RE: Mixing scripts (Re: Unicode versions (Re: Criteria forexceptional characters)) from Martin Duerst on 2006-12-25 (public-iri@w3.org from December 2006)

From: Martin Duerst <duerst@it.aoyama.ac.jp>
Date: Mon, 25 Dec 2006 14:21:40 +0900
To: Michael Everson <everson@evertype.com>, <idna-update@alvestrand.no>
Cc: public-iri@w3.org
Message-Id: <6.0.0.20.2.20061225135712.18e0dec0@localhost>

At 23:00 06/12/24, Michael Everson wrote:
>At 22:00 +0900 2006-12-24, Martin Duerst wrote:

>It is Kurdish, and the two letters are for other functional reasons being proposed for addition to the standard. So for the sake of argument, assume that this particular reason does not apply.
>
>Why then would mixing Latin and Greek and Cyrillic at (at least) the same level not be disallowed in IDNs and IRIs to avoid security problems?
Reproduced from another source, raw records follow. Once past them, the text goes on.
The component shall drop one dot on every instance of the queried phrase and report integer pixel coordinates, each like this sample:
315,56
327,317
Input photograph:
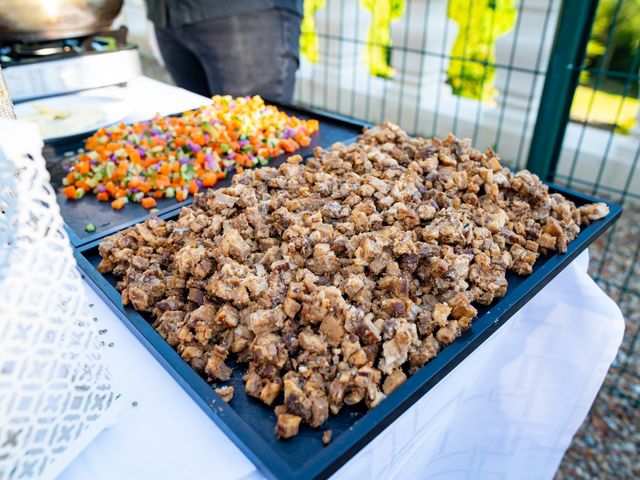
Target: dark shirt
177,13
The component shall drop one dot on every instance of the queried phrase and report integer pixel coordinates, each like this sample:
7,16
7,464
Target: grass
605,109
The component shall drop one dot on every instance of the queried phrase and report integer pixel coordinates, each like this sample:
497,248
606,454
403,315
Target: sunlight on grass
604,109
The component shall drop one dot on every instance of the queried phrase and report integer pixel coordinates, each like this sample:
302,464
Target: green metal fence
521,82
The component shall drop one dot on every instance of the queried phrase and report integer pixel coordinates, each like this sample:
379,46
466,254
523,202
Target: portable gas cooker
56,67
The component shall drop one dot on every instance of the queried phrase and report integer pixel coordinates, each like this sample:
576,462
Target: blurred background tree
604,100
622,32
471,72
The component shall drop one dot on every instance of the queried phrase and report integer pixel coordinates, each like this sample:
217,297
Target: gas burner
19,51
41,49
57,67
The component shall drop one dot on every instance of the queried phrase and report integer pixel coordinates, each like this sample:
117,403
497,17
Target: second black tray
250,424
78,214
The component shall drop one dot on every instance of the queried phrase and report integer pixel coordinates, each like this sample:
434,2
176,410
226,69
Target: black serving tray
250,424
78,214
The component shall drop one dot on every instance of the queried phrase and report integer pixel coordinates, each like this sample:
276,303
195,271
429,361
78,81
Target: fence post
568,52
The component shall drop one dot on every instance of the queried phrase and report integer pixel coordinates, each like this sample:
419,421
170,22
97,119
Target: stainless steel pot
34,20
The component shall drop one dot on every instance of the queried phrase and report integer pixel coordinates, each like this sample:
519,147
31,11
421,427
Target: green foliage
308,33
383,12
471,71
623,37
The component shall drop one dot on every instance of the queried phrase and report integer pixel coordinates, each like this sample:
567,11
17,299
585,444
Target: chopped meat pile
335,280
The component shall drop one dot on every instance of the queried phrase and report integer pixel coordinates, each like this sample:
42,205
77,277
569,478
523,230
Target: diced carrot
209,179
82,184
91,144
289,145
241,159
148,202
117,204
122,169
198,139
83,167
134,156
111,188
134,182
162,181
147,162
302,139
70,192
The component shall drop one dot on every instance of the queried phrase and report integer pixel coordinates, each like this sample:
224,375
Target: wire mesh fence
604,162
481,69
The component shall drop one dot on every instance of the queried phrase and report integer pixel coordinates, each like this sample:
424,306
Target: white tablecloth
507,411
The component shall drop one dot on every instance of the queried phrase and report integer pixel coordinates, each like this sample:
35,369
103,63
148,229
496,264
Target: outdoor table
509,410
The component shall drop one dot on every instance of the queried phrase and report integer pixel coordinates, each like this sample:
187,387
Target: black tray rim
328,460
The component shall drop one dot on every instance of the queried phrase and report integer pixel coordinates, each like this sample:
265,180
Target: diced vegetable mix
174,157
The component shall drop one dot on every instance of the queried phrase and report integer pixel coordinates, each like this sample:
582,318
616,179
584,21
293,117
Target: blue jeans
238,55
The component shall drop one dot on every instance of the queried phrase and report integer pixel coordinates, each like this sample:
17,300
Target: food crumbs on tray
178,156
226,393
332,281
287,425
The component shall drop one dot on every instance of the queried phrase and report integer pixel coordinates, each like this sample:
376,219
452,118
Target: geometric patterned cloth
56,392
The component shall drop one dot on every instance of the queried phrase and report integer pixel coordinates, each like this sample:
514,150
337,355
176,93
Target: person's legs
254,54
183,65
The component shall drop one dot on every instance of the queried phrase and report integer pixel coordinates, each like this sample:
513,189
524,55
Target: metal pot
35,20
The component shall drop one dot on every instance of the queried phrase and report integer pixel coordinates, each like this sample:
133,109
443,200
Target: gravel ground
607,444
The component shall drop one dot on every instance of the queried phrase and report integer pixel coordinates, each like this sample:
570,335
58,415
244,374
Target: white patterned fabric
56,392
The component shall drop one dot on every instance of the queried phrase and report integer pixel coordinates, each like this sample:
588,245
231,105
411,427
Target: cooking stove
56,67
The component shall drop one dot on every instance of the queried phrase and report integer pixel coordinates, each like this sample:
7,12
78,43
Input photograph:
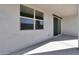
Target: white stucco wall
12,38
70,25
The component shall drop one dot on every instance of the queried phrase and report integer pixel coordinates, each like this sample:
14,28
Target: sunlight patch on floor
56,45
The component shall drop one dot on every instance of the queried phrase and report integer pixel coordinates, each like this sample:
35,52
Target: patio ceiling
62,10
For IDNs, we are discussing this here, and even if it looks like
currently the tendency is to not do this at the protocol level,
I'm rather sure that registries and browsers will do something
about it.

For IRIs, the situation is completely different. IRIs (same as URIs)
are 'meta-syntax', a system that allows to encompass all kinds of
different syntactic conventions. There are extremely few things
you can actually check in an IRI as such. If you know the scheme
(such as http:, ftp:, mailto:,...), there are scheme-specific
rules that can be used for checking, but you can never assume
that a scheme is known everywhere, and implementing all these
checks would be expensive, and is better delegated to resolution,
where knowledge of the scheme is required anyway.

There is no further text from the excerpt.